Die terroristische Vereinigung, die sich Islamischer Staat (IS) nennt, ist mit der Zeit gegangen und benutzt modernste Methoden, um sich Unterstützung und neue Rekruten zuzuführen: auf allen großen sozialen Medien und Plattformen, Facebook, Youtube, Twitter & Co. (und seit diese zunehmend stärker gegen IS-Content vorgehen, auch auf der russischen Plattform „Vkontakte“ mit ~360 Mio.
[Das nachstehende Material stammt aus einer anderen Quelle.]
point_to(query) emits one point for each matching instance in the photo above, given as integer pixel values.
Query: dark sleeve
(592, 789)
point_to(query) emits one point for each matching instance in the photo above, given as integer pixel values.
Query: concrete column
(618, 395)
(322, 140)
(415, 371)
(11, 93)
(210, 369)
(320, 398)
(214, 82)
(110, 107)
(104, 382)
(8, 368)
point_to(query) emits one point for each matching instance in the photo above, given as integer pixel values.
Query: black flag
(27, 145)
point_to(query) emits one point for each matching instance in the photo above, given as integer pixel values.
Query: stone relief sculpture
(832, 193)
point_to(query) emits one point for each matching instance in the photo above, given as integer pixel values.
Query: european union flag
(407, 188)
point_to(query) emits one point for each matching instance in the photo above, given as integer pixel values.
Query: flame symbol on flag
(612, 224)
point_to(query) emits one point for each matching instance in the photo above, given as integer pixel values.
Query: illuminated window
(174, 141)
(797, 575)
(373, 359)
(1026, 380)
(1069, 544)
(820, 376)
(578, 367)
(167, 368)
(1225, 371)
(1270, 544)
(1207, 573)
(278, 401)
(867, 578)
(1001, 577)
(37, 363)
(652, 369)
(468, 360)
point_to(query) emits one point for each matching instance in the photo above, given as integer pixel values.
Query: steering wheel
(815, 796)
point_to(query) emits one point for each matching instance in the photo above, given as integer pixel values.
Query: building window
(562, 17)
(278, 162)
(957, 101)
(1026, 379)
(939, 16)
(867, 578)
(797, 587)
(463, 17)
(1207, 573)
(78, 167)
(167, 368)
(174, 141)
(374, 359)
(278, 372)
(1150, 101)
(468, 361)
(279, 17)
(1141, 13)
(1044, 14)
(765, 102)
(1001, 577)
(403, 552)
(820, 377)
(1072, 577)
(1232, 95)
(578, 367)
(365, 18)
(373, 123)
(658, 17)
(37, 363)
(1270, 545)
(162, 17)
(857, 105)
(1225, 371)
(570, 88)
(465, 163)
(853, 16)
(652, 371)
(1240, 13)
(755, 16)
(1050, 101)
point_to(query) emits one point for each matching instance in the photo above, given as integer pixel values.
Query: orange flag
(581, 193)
Usern weltweit) ist der IS mit seinen Anwerbe- und teils überaus blutigen und grausamen Propaganda-Videos vertreten und überall dort gibt es auch Gruppen und Netzwerke von Unterstützern.

 

Ein Team von Forschern hat nun untersucht, wie diese Netzwerke wachsen und sich entwickeln und eine überraschender Befund war die Rolle, die Frauen offenbar dabei spielen [1]. Die Erkenntnisse des Teams darüber, wie pro-IS-Gruppen in den sozialen Medien expandieren, könnte man nutzen, um besser gegen sie vorzugehen und die Verbreitung von Ideen und Informationen zu verhindern.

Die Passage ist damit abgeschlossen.